Undressing DReSS as p-i mediated disease

抄録

Drug Reaction with Eosinophilia and Systemic Symptoms (DReSS) is a severe T cell-mediated hypersensitivity reaction. T cells in DReSS are stimulated via the p-i mechanism (pharmacological interaction with immune receptors), where the drug shows an off-target binding to immune receptors (TCR and/or HLA) leading to an unorthodox activation of T cells. P-i stimulations are particularly strong in DReSS, as the causative drugs are typically administered at high doses for prolonged durations (>7 days) and bind with relatively high affinity to a specific HLA allele and/or TCR. This mechanism results in delayed yet profound immune activation, progressing through four distinct phases.

1. Clinically Silent Phase: During the asymptomatic stage, the immune tolerance is disrupted. The precursor frequency of p-i-reactive T cells is low, requiring time for expansion (typically >2 weeks) before reaching a threshold that is sufficient to cause symptoms.

2. Acute Phase: Characterized by massive immune activation, lymphocytosis, lymphadenopathy, elevated levels of cytokines and cytotoxic molecules, fever, (facial) edema, and eosinophilia. P-i-activated CD4+ and CD8+ T cells are polyclonal, leading to widespread tissue damage via cytotoxicity, which affects the skin (exanthems), liver (hepatitis), and other organs. Despite drug withdrawal, T cells remain highly reactive, resulting in flare-up reactions (subacute phase).

3. Viraemia and autoimmunity phase: After 3-4 weeks, p-i-stimulated T cells may react with cytotoxicity to their original target peptide from viral (e.g., HHV6, CMV, and EBV) or autoantigenic origin, leading to viremia and potential autoimmunity.
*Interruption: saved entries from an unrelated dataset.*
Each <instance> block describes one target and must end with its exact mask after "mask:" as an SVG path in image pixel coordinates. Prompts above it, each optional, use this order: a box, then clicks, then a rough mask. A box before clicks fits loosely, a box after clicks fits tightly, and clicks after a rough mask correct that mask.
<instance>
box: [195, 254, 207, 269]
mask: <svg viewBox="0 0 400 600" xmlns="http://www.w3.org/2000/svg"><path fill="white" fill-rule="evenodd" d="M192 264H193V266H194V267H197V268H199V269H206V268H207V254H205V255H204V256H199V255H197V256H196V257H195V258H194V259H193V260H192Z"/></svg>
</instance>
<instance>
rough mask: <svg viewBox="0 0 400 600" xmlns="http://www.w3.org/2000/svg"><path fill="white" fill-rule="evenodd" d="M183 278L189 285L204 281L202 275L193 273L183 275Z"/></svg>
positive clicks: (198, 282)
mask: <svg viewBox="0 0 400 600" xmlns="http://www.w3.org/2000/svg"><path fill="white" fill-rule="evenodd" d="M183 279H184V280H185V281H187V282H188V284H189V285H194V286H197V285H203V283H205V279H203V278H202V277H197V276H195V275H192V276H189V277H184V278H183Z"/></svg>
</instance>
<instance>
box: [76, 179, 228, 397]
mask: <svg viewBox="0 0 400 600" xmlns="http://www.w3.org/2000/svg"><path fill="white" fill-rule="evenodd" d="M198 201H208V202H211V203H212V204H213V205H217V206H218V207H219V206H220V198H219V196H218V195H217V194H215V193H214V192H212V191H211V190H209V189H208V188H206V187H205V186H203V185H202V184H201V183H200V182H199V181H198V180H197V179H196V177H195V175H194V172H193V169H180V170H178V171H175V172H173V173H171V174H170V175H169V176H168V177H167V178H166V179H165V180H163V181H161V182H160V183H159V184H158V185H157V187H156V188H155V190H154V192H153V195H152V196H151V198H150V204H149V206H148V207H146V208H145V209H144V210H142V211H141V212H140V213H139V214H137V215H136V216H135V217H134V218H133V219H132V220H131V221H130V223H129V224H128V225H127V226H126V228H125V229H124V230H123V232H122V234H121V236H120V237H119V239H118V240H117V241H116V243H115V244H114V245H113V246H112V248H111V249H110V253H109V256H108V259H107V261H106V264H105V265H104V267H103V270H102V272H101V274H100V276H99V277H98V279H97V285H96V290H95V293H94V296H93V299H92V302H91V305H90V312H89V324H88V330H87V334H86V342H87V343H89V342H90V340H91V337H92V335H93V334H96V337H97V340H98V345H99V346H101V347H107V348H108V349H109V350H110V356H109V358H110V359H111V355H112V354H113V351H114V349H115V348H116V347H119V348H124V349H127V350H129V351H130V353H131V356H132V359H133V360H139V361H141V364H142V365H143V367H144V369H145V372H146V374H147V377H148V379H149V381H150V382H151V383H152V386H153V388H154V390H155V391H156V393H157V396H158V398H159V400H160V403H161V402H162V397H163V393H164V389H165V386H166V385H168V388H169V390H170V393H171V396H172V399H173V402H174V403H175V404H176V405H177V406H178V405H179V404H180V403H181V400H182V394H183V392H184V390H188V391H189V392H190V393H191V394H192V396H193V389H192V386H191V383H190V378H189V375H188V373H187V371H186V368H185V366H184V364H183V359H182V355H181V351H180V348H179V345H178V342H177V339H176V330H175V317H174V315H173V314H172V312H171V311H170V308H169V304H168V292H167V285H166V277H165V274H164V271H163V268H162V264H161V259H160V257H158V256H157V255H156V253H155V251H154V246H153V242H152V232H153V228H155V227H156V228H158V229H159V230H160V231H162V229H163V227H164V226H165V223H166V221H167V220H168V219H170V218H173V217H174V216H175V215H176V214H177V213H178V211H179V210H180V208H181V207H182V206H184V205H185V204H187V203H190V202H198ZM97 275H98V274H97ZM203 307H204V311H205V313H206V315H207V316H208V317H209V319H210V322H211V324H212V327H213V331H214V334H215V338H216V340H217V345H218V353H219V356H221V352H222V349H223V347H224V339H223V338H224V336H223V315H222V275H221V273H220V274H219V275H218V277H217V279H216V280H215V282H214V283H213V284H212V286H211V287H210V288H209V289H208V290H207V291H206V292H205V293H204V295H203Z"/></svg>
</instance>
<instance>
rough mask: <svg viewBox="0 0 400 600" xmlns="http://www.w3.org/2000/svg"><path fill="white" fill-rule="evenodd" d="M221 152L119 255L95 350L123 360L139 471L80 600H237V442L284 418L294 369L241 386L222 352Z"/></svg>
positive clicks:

4. Chronic Phase: The strong p-i stimulation leaves a long-term imprint on the immune system, resulting in sustained T cell hyperreactivity and a predisposition to multiple drug hypersensitivity (MDH), where exposure to structurally unrelated drugs may trigger new hypersensitivity reactions years after the initial DReSS episode.

The p-i concept provides a unifying explanation for many puzzling aspects of DReSS and has significant implications for diagnosis, management, and prevention. Recognizing drug concentration, therapy duration, and HLA affinity as key determinants of strong p-i-mediated immune activation can improve risk assessment, early diagnosis, and intervention strategies for DReSS.